脹相。“呪い”としての君はここで死んだ。生きろ。 作:みんなのお兄ちゃん
脹相達3人が五条管轄の元、高専内のみ自由に移動出来るまでに信用された。案の定呪術規定に則り死刑にすべきとの案が上層部から出たが、五条が家の名前と自分の名前を使いそれを推し留めた。
「五条悟。何故ここまでする」
脹相が高専内の廊下にて、五条を捕まえてそう質問する。脹相達受胎九相図の受肉体は、人間でもあり呪霊でもある。しかし逆に言えば、人間でもなければ呪霊でもないのだ。呪術師に味方する理由はない。

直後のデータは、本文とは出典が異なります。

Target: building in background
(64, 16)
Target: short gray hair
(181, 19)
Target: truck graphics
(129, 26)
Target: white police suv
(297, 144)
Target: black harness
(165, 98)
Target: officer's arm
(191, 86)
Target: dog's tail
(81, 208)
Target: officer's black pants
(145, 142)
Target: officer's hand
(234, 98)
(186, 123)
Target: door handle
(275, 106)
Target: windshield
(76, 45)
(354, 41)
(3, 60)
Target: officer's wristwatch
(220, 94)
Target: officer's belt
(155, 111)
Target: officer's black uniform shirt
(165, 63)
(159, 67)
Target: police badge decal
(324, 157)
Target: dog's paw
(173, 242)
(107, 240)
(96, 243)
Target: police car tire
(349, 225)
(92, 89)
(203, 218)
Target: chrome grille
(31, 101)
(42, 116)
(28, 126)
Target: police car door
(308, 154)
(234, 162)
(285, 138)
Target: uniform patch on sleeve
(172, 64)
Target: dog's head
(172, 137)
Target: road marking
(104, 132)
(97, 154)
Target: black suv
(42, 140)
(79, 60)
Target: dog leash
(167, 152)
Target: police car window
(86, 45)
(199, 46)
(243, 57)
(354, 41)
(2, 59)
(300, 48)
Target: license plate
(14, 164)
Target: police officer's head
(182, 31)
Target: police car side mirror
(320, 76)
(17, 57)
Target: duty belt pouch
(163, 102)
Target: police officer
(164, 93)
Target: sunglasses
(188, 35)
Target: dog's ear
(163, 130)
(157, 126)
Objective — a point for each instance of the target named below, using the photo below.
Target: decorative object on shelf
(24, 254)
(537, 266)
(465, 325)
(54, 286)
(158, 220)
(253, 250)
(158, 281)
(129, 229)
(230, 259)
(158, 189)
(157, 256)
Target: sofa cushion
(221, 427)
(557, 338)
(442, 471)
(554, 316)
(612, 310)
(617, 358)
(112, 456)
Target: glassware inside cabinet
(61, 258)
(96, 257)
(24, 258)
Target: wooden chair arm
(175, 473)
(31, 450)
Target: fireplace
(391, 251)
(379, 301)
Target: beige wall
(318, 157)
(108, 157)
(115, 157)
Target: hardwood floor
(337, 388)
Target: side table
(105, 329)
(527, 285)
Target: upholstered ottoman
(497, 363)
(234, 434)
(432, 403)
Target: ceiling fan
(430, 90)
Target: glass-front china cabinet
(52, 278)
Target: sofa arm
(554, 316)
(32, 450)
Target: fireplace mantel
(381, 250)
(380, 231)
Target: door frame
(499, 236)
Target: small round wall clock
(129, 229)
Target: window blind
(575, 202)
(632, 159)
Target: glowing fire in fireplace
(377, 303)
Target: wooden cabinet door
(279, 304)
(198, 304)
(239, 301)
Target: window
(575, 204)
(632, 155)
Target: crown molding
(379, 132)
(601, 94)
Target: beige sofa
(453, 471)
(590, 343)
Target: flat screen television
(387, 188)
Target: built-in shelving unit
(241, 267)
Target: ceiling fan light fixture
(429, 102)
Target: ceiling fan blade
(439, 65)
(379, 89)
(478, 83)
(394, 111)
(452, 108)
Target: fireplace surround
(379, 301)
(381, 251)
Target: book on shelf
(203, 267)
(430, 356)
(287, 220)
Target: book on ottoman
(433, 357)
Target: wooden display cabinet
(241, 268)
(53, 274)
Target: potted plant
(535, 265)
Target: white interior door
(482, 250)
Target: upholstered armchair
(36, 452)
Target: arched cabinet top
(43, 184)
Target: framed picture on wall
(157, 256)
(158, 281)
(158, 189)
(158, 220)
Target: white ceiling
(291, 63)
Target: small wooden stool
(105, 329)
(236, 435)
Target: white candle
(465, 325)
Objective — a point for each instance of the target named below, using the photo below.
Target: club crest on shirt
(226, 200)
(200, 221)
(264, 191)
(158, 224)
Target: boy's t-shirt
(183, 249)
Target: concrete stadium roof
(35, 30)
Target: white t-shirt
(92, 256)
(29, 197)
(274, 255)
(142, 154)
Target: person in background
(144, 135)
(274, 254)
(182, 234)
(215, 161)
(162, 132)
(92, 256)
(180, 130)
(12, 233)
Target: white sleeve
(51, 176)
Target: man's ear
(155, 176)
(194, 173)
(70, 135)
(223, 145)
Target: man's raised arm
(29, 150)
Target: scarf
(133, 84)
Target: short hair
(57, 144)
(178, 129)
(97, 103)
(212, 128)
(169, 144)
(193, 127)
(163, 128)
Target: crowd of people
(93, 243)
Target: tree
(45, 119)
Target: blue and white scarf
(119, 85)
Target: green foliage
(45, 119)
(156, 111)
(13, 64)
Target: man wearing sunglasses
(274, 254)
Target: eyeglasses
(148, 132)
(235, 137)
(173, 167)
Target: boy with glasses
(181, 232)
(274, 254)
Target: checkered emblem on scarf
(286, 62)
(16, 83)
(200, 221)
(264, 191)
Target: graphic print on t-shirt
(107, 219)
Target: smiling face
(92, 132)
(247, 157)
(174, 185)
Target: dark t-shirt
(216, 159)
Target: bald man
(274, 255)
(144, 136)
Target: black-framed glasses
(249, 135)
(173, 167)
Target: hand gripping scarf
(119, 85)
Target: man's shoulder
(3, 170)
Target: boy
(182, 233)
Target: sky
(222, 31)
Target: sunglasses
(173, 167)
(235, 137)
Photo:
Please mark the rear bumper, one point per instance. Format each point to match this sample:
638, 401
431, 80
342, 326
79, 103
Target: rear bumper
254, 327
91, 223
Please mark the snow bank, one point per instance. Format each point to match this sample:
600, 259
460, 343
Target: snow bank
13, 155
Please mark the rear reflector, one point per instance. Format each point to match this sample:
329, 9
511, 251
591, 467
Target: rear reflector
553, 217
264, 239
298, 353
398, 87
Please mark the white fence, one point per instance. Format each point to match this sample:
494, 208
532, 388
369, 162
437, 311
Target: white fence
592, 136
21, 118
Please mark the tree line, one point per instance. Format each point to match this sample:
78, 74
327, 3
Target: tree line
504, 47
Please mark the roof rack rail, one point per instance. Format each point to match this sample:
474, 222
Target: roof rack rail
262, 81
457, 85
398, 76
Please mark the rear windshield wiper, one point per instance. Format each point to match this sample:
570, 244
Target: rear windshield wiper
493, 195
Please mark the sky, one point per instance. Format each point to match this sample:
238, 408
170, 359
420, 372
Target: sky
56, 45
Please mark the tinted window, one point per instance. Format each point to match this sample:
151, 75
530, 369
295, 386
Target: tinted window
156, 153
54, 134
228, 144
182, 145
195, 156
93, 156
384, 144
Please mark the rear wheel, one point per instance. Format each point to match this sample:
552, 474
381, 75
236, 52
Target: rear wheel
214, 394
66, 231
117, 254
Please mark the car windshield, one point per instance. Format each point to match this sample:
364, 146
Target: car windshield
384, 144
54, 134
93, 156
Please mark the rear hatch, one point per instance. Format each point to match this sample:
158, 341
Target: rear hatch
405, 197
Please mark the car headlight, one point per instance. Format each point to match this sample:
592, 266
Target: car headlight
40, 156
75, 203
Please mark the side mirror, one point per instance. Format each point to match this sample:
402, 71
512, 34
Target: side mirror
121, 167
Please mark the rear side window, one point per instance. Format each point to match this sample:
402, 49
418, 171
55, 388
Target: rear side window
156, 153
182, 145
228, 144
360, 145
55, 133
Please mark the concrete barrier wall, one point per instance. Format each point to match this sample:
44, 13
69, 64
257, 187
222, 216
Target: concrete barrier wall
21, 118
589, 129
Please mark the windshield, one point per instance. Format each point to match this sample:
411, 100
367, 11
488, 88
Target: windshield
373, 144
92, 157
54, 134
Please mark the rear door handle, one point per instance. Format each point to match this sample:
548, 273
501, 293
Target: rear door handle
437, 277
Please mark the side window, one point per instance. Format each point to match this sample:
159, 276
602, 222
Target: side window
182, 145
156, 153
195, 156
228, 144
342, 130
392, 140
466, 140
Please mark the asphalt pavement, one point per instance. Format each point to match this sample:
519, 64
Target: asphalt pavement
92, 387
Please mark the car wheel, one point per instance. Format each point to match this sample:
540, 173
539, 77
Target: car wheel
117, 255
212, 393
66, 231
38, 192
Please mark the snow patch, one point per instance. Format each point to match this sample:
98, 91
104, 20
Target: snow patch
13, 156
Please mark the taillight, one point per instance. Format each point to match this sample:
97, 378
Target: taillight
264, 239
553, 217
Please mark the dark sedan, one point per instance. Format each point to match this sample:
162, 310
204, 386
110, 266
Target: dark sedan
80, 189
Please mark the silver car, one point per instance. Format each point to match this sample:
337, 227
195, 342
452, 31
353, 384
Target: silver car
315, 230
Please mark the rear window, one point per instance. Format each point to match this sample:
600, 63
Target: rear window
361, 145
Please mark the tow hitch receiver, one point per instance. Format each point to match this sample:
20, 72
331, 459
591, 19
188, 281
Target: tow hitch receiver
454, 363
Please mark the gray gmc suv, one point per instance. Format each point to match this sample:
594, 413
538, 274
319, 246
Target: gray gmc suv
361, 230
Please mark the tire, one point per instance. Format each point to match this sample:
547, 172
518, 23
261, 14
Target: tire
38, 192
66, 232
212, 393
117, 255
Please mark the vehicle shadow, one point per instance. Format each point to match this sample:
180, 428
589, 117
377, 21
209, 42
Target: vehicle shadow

脹相からしたら「勘」で、異形の肉体を持つ弟達が受け入れられないかもしれないとすら危惧していた。だが、この男はそれらを文字通り力尽で跳ね除けたのだ。
「何?死刑になりたかった?」
「ふざけるな。確かにお前の名は俺達九相図兄弟にとって都合がいい。俺はともかく、弟達を保護・身の安全を保証してくれた事も感謝はしよう。だが何故だ?俺は“人”じゃない。」
「それを決めるのは、脹相。君じゃない。」
「何?」
「君が“人”か“呪霊”か。それを決めるのは、君達自身じゃない。周りだよ。僕がしたのは、君達が最低限動ける環境を作っただけだ。血塗のような異形の肉体を持っていようが、脹相のような普通の肉体を持っていようが、人か呪霊かなんて結局周りが決める事なんだよ。少なくとも僕は君達九相図兄弟を“人”だと判断した。」
「......何故だ」
「簡単さ。“呪霊”が呪術師に「最悪俺の事はどうなってもいい。弟達は助けてくれないか」なんて言う訳がない。自己犠牲は立派だけどね。見てくれに囚われて本質を見抜けない程、僕や生徒達は馬鹿じゃないよ」
「そう、か」
「そもそもうちパンダ居るし」
そして、脹相と五条が別れる。五条は特級術師だ。本当ならこんなに暇じゃない。最近は我々九相図関連でよく学校に来ているが。
「生徒か......見ておこう」
九相図兄弟にそれぞれ与えられた部屋を訪問し、壊相と血塗を連れ出す。高専結界内に限るが、自由に行動していいとお墨付きを貰っているので、生徒達を探す。今は授業中だろうか。そう思い、校舎の中を散策する。
「なんだか新鮮だね、お兄ちゃん!」
「そうだな。俺達は学び舎に通った事がないから分からんが、“青春”......と言う奴か」
「兄さんにしてはふんわりとした言い方だね」
カッカッカッとチョークで黒板を叩く音が聞こえる。高専は4年制だが、4年生は居らず、3年生は停学中らしいので、2年生か1年生だろう。授業の邪魔をしない為、廊下から授業を観戦する。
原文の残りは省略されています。